Its adjusted earnings before interest and tax also grew by 12 per cent to £150million, surpassing analyst expectations of £148.8million.
However, pre-tax profits slumped by 18 per cent to £76million owing to product mix and greater promotional activity.
Watches of Switzerland’s overhead costs also jumped by a quarter, largely due to the Roberto Coin takeover, as well as IT investment, salary hikes, and the opening of a new support centre in Florida.
The London-based company expects its profit margins to decline this year in the wake of US President Donald Trump’s 10 per cent baseline tariff on imported goods.
Trump briefly slapped a 31 per cent ‘reciprocal’ levy on Swiss-made products in April before suspending the tax for 90 days.
Some of Watches of Switzerland’s brand partners have responded to the tariffs by hiking prices in the US by a mid-single-digit percentage, thereby eroding margins.
It told investors: ‘The outcome of US tariff developments remains uncertain.

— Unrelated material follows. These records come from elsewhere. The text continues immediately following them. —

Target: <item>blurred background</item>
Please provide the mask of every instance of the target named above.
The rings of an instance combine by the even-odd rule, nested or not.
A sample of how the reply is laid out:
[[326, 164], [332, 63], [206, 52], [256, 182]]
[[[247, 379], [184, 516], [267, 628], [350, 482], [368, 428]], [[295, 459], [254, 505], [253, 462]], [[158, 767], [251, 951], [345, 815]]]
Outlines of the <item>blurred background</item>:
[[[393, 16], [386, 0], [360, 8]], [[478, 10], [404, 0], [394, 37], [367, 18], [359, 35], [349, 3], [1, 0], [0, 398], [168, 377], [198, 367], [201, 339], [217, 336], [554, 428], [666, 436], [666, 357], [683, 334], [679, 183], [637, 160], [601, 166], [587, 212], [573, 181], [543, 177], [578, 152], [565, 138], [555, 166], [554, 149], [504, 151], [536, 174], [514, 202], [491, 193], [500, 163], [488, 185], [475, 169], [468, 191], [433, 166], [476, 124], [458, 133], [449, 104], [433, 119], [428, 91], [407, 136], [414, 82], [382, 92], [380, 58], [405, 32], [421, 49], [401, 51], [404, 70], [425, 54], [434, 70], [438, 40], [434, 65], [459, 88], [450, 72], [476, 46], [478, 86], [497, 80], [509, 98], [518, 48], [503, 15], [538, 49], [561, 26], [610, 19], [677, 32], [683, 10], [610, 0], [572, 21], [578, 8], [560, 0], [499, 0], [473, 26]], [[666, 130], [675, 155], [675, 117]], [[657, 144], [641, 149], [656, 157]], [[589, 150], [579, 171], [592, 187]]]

We are in regular dialogue with our brand partners, but it is too early to comment on the potential sector impact of further changes.
‘We will provide a further update as to the potential impact on FY26 guidance once the situation becomes clearer.’
The Swiss Government has until 9 July to agree a trade deal with the US before the higher tariffs come back.
Watches of Switzerland Group shares were 7.1 per cent down at 391.6p on Thursday morning, taking their losses to around 28 per cent since the year started.
David Hughes, equity research analyst at Shore Capital, said: ‘The business has done an admirable job in driving margin recovery alongside revenue growth in FY25A.
‘But in our view, further margin recovery is needed before the market offers a more generous rating on the stock.’